According to Entrepreneur, testimonials generate more selling power than any other kind of sales copy. They are effective because they come from the positive experiences of actual customers and appear unbiased because of it. The best ones to include in a sales pitch are those that are relatable, substantiate the company's claims, and focus on the main features of the product.
For newer products that do not have enough users to provide testimonials, other types of proof can be used to provide evidence of performance. These include results of tests done by third parties or comparisons with competitor products.
In startup pitch decks, the last slide should contain a call to action. This is also true for sales presentations. It is important to either close the sale or at least lead the customer towards that result. They could call a sales hotline, look up more information on an e-commerce website, or get a free trial of the product. Now that the pitch has piqued the interest of the audience, don't just leave them hanging. Go for the close before they change their minds.

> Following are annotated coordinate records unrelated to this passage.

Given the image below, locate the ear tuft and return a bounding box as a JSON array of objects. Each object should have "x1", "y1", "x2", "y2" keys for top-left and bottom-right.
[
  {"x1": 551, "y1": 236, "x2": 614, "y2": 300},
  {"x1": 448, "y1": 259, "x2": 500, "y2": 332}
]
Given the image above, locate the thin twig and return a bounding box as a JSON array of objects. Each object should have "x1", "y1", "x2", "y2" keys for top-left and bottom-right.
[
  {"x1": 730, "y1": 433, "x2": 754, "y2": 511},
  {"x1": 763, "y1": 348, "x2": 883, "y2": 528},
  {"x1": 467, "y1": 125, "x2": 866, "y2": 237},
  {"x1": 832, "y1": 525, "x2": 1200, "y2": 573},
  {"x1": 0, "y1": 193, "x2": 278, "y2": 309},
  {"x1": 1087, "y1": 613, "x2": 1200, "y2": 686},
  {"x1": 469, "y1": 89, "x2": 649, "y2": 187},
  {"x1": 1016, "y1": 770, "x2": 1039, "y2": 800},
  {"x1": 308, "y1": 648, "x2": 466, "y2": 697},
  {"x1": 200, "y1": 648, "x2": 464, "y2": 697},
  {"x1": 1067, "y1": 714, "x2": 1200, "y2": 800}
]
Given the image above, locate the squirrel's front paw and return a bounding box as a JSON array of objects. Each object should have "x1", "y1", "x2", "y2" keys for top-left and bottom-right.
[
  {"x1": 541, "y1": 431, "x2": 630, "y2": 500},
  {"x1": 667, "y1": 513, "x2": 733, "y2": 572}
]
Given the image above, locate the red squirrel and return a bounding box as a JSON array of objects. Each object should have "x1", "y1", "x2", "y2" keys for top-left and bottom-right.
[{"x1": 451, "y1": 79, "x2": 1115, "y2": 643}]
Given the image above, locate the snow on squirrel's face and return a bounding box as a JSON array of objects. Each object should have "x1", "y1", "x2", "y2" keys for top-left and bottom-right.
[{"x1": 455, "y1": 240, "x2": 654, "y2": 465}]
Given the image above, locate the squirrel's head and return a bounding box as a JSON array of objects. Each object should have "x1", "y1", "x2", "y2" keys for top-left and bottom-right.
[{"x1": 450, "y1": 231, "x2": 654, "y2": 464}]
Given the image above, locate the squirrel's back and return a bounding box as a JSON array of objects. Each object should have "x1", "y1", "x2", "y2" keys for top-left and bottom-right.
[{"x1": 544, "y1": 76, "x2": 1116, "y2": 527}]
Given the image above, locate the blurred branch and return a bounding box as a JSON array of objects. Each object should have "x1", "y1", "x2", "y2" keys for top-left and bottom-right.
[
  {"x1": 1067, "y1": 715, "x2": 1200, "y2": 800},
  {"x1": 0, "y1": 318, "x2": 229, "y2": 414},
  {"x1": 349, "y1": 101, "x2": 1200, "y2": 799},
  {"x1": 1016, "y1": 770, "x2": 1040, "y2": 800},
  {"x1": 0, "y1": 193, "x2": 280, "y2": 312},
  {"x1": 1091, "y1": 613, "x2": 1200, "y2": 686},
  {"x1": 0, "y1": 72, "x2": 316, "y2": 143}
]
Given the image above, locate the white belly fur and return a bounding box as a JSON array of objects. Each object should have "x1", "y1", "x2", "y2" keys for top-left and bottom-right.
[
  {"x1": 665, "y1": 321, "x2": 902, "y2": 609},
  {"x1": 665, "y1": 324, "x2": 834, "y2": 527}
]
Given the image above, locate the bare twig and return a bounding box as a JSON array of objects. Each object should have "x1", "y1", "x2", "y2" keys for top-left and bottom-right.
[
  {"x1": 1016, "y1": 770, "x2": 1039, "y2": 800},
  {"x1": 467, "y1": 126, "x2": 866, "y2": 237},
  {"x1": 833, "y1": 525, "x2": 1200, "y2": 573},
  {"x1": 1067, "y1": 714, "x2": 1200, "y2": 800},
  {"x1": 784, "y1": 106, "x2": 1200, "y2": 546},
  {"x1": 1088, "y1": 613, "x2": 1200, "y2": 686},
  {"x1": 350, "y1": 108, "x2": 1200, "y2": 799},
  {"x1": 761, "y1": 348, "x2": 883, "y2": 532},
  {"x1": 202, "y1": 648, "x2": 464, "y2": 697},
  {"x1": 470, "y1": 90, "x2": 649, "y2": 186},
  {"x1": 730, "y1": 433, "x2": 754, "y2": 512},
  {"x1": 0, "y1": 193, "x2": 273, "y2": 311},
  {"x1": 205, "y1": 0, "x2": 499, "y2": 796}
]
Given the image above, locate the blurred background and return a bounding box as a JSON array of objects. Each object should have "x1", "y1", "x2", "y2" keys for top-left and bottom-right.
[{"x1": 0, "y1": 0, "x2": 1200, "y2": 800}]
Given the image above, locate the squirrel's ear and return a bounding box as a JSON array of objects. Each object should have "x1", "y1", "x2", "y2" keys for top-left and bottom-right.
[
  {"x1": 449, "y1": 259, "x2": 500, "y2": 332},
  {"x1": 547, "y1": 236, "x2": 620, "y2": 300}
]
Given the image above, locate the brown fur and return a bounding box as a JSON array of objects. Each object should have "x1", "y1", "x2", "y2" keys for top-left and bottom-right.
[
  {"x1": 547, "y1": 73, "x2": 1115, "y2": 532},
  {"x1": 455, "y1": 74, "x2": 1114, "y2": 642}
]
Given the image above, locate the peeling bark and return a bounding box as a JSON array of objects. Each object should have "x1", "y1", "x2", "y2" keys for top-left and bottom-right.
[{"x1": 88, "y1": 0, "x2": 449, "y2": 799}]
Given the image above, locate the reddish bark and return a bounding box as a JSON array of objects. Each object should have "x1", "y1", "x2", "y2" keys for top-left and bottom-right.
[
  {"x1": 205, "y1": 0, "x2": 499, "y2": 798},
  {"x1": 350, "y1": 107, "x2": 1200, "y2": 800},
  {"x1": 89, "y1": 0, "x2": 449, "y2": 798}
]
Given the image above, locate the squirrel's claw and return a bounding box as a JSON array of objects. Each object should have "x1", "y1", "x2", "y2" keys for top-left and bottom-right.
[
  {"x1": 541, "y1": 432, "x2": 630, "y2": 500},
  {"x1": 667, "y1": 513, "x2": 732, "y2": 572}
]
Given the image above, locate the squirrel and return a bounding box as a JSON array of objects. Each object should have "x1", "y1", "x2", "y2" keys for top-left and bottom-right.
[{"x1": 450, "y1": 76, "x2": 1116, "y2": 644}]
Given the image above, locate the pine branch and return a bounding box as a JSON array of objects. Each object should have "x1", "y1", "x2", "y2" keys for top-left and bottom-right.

There is no one deck template that can be proven effective for all types of sales presentations. By implication, every customer, company, product or service is different. A pitch should always be tailor-made to fit its audience. For instance, a groundbreaking fitness device can be sold in multiple ways to different people. A professional athlete will see the product differently to a casual fitness enthusiast. Likewise, a mom can find uses for it that are not relevant to a teenage customer. The visuals, language, and content of the presentation should also vary to target a particular client in the best way possible.
Research and a good marketing strategy will help achieve great results. While these efforts will not overtly show up in a sales pitch deck, they should still serve as guidelines when crafting the presentation.